In 1966, Nikolaeva's departure from broadcasting was precipitated by a conflict within the television station. According to her daughter, she was forced to choose between her role as a television announcer and her marriage to a television cameraman, Arkady Derbyanyan. She chose to preserve the marriage, eventually leaving the station. The marriage lasted about a decade before ending in divorce.

Her co-host, Danylenko, was thought by her Soviet superiors to be too old to be on the television anymore, and was forced to return to radio. Danylenko died in 1970.

== Career as a film producer ==
After leaving her position as a television presenter, Nikolaeva began working as an assistant director at Ukrtelefilm, the Soviet state film studio responsible for television productions in the Ukrainian SSR. There, she participated in a range of productions, including television films and concert recordings.

The same year that Nikolaeva went to Urktelefilm, Volodymyr Shcherbytsky assumed the post of First Secretary of the Communist Party of Ukraine. Nikolaeva was tasked with assisting during the filming of one of his public addresses due to her background in broadcasting, which made her a trusted figure. While preparing Shcherbytsky for his televised appearance, he recognized Nikolaeva and initially struggled to place her. After being reminded of her previous work on television, he reportedly expressed surprise and admiration, lamenting her absence from the screen. He issued a direct order that she return to television immediately, even instructing his deputy to ensure compliance. However, due to prior filming obligations in Sevastopol, Nikolaeva could not fulfill the request. This incident occurred during a filming session overseen by Volodymyr Bortko, the Soviet and later Russian film director known for works such as The Heart of a Dog and The Master and Margarita.

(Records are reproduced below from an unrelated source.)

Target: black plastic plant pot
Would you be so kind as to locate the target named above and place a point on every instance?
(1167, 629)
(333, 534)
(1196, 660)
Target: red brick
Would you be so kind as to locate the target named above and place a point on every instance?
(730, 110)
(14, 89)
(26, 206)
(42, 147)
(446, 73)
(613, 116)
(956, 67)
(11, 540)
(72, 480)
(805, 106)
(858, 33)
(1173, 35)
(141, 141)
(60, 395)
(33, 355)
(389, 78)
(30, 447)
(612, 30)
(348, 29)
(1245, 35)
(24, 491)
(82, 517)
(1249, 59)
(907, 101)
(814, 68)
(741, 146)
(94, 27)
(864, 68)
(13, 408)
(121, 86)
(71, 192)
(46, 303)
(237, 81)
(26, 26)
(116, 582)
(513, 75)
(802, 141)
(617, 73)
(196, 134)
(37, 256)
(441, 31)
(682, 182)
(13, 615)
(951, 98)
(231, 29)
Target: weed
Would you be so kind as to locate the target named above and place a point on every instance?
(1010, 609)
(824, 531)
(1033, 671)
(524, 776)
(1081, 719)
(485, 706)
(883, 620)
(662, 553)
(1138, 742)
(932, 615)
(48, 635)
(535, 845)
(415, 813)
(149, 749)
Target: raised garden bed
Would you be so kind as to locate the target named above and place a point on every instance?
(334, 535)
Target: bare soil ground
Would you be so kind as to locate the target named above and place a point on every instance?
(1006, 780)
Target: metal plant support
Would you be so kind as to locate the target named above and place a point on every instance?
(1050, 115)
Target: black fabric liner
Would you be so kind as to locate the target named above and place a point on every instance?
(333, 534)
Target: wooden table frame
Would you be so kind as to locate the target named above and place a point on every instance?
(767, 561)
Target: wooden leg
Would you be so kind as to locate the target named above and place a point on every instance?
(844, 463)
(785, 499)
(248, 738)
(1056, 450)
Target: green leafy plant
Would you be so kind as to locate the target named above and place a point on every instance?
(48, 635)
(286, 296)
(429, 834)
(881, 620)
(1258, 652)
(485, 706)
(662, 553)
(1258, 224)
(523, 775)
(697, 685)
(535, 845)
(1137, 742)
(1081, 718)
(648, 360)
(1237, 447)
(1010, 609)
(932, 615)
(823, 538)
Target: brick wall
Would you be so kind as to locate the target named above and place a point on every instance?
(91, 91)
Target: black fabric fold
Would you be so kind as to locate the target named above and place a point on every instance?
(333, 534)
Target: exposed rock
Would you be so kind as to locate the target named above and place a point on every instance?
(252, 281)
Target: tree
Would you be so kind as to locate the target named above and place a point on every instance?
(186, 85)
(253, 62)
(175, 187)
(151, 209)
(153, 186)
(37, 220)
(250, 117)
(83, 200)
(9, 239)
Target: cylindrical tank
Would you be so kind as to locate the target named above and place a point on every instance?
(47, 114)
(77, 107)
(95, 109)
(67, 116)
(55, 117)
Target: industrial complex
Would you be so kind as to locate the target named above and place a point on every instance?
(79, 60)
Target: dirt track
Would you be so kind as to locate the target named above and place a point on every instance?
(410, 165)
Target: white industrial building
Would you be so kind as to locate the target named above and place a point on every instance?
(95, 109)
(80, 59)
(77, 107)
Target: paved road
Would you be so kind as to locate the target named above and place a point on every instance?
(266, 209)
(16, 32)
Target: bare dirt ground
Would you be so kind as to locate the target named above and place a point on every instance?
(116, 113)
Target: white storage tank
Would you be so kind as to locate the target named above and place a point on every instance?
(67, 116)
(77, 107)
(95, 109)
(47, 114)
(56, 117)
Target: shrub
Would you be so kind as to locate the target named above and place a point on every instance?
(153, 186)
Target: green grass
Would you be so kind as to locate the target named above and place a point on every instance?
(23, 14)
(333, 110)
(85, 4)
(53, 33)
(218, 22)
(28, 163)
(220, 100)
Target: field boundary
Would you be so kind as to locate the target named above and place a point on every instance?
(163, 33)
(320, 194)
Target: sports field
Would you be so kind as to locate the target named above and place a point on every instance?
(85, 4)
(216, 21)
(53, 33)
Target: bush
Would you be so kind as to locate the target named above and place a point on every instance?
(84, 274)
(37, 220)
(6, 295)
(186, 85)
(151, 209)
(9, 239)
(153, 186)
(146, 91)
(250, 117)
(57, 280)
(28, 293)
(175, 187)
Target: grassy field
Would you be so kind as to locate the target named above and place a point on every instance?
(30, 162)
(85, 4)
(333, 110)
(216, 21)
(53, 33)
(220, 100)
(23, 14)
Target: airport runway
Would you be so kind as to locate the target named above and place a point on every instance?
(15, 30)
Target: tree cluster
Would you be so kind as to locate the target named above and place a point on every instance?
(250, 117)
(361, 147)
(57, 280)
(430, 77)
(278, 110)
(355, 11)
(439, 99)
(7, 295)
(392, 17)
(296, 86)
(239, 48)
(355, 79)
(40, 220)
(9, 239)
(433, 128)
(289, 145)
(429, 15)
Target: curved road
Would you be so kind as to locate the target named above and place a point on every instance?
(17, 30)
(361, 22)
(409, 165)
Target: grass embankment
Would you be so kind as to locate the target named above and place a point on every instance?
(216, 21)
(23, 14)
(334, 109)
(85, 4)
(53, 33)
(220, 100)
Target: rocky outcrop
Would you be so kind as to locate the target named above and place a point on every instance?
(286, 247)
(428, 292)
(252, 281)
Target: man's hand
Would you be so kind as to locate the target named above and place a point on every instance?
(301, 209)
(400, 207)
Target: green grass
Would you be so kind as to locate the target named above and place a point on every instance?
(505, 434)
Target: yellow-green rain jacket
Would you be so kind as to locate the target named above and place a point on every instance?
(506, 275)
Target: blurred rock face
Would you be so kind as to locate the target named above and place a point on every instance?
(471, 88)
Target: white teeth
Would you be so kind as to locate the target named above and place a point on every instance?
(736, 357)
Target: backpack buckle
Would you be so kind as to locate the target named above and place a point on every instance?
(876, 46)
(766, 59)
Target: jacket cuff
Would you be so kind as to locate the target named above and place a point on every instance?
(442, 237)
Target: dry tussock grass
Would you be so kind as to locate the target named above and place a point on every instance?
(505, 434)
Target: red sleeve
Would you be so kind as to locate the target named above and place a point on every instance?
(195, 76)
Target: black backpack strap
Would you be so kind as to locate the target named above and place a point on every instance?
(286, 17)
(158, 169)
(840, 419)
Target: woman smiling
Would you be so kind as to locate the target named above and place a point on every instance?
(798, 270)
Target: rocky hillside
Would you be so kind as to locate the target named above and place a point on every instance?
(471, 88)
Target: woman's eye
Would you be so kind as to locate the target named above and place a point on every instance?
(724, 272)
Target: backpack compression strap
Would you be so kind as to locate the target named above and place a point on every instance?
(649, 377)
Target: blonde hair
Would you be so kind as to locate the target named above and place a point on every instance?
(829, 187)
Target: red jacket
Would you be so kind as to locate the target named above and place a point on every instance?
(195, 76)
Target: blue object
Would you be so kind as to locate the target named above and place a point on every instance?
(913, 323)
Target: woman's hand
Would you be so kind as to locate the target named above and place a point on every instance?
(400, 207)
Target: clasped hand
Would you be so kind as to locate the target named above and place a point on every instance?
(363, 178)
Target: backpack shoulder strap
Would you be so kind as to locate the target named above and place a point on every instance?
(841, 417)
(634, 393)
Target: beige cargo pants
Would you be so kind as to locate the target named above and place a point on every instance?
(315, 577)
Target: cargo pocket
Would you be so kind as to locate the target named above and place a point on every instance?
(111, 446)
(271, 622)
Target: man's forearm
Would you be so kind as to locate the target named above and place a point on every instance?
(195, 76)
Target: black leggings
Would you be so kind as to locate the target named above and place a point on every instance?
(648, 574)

During the preparation of a remake of the film Natalka-Poltavka, Nikolaeva played a decisive role in casting the lead role. Upon seeing a young actress, Nataliya Sumska, then newly employed at the Ivan Franko National Academic Drama Theater, Nikolaeva strongly advocated for her selection as the title character. Despite the director Rodion Yefymenko having chosen a different actress, Nikolaeva insisted on casting Sumska, reportedly declaring that she would leave the production team if her recommendation was not accepted. Her insistence ultimately led to Sumska securing the role.

Nikolaeva also worked on a televised concert featuring popular Yugoslav singer Đorđe Marjanović. After the filming, during a celebratory dinner, a waiter made an unusual request for Marjanović to become the godfather of his child. The singer agreed, on the condition that Nikolaeva would become the child's godmother. The two thus became "Kum and Kuma," (godparents). Marjanović subsequently invited Nikolaeva to visit Yugoslavia multiple times, though she never made the trip.

When Nikolaeva experienced difficulties regaining a telephone line after an apartment exchange, She sent a written request to the Central Committee in Shcherbytsky's name shortly before the Chernobyl nuclear disaster occurred in April 1986. Despite the national crisis, her issue was resolved, and she was notified within a month that a telephone line would be installed.

Despite her pioneering contributions, she, like many early Ukrainian broadcasters, did not receive significant official recognition—no formal awards, pensions, or honors.